Bruce Conn
Dr. Bruce Conn, has been elected as president of the American Society of Parasitologists, an association of more than one thousand researchers at universities, corporations, and government laboratories around the world, and with hundreds of scientists in nine regional affiliate societies across North America. Scientists in the organization study parasitic diseases of humans, domesticated animals and wildlife. Based in North America, the ASP is made up primarily of scientists from the U.S., Canada, and Mexico, but is active across the globe and includes members from 50 countries. Among other things, the ASP publishes the prestigious Journal of Parasitology, sponsors major scientific conferences, and provides scholarships and fellowships to scientists around the world. The last three years, ASP’s annual international conferences have been held in Scotland, Mexico, and Texas, but as president Conn will moderate this year’s conference in Tennessee.
Conn, who leads and works with research groups in many countries, was among the first Americans to become involved deeply in research in former Iron Curtain countries following the Cold War; he was invited to be an organizer with the first major NATO-sponsored conference in eastern Europe (Poznan, Poland) after the Soviet Union collapsed. During the past year, he organized a workshop in Slovakia of the world’s top tapeworm researchers, and co-chaired two symposia in Paris, France, having been invited to organize groups at three consecutive European-wide parasitology congresses.
Conn is on the editorial boards of several leading scientific journals, including, Parasitology Research (Germany), Acta Parasitologica (Poland), and Psyche: A Journal of Entomology (Cambridge, Mass.), and has been a specialist editor for International Journal for Parasitology (Australia). Recently, he has served as an expert consultant for the World Health Organization (based in Switzerland), the Slovak Ministries of Science and Education, and the Czech Academy of Sciences. He has been thesis examiner for the Queenland University of Technology in Australia, and a visiting professor in the doctoral program on medical parasitology at the University of Valencia in Spain. For the past 10 years, he has overseen the parasite research collections at Harvard University. Locally, Conn has chaired the department of biology at the University of the South in Sewanee, Tennessee, and has served as dean of the school of sciences at Berry College in Rome, Georgia.

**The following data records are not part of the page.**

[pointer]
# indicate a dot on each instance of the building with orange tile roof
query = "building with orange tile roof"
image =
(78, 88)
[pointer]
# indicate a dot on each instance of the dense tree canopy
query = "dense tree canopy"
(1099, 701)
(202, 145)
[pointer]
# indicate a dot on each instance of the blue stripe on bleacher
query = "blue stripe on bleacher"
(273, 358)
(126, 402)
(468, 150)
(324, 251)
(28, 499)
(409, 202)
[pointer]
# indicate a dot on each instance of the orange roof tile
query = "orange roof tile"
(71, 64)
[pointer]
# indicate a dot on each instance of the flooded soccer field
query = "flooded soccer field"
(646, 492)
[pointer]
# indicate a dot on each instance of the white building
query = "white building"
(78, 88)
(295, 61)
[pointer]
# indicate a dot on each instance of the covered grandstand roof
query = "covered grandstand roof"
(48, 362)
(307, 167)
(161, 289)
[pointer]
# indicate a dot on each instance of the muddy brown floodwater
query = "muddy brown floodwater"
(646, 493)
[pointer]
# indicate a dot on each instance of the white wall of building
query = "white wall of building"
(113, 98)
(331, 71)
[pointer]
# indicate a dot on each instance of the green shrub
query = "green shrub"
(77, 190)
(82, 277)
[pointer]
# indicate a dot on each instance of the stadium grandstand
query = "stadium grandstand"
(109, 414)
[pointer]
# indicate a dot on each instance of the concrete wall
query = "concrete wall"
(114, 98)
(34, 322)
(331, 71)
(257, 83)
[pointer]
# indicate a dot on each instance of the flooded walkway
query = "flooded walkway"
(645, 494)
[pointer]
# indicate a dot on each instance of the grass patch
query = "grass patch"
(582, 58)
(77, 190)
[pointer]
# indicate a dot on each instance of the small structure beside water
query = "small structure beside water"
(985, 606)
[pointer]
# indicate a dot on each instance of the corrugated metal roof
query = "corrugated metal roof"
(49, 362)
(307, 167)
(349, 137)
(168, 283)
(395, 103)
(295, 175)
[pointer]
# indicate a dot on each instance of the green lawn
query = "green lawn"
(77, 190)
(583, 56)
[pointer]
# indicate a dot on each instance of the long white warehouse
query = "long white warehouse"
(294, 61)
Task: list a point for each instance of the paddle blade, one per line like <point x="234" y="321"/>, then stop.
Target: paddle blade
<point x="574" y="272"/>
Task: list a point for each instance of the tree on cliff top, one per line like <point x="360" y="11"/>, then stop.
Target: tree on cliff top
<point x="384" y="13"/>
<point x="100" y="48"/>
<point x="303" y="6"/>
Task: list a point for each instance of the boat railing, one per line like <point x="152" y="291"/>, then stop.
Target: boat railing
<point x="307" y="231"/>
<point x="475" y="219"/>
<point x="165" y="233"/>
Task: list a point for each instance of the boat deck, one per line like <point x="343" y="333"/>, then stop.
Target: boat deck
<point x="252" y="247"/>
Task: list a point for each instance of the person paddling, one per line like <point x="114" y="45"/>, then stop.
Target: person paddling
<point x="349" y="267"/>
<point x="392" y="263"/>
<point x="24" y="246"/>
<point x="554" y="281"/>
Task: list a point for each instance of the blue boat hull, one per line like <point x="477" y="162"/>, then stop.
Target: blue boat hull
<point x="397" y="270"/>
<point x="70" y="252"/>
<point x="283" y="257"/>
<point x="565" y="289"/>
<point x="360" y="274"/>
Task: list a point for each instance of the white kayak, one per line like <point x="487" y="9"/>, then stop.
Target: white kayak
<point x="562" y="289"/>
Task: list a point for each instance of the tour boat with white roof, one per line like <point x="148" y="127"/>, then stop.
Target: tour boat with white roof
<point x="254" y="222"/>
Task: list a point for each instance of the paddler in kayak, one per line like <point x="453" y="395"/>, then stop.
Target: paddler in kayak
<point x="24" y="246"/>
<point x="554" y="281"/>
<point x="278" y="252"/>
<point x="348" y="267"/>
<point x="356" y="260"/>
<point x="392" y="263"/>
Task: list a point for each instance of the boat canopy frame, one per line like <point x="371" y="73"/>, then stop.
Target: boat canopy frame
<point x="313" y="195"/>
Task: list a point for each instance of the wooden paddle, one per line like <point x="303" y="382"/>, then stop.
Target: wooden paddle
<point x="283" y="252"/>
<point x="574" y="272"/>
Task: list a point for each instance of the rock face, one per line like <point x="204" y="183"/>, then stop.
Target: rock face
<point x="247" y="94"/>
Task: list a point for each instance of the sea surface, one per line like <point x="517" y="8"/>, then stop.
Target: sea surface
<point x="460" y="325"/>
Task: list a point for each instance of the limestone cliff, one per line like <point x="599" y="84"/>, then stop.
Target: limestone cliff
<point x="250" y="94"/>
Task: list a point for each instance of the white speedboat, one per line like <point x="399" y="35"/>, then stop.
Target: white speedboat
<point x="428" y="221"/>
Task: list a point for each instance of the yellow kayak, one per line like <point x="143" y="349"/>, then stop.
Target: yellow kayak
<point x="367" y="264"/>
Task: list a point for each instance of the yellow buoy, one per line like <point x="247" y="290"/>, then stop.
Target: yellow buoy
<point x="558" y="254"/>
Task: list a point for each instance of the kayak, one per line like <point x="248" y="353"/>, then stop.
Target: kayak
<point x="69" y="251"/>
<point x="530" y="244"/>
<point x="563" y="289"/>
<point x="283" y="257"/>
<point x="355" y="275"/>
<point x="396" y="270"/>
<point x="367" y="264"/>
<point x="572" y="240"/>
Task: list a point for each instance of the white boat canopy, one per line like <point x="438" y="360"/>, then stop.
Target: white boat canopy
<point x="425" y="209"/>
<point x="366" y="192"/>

Conn is not new to international scientific leadership. In 1998-1999 he was president of the American Microscopical Society, made up of marine biologists and zoologists from around the world. Founded in the 1870’s, AMS is among the oldest international scientific societies based in the U.S. He has served on the executive committee of the Tennessee Academy of Science. Last year he was named to the Fulbright Senior Specialist roster of the Council for the International Exchange of Scholars (U.S. Dept. of State). Conn was born in Cleveland, Tennessee, where he graduated from Lee University before completing the Ph.D. and serving on the faculty at the University of Cincinnati. He was a professor at St. Lawrence University in New York before returning home to the Chattanooga, Tennessee area in 1993.
Conn currently divides his time between homes in Monteagle, Tennessee and Rome, Georgia, with Chattanooga serving as his operational hub. Along with his wife and scientific collaborator, Denise Conn, he is a member of Chattanooga’s Lookout Rowing Club, and the Chattanooga Track Club.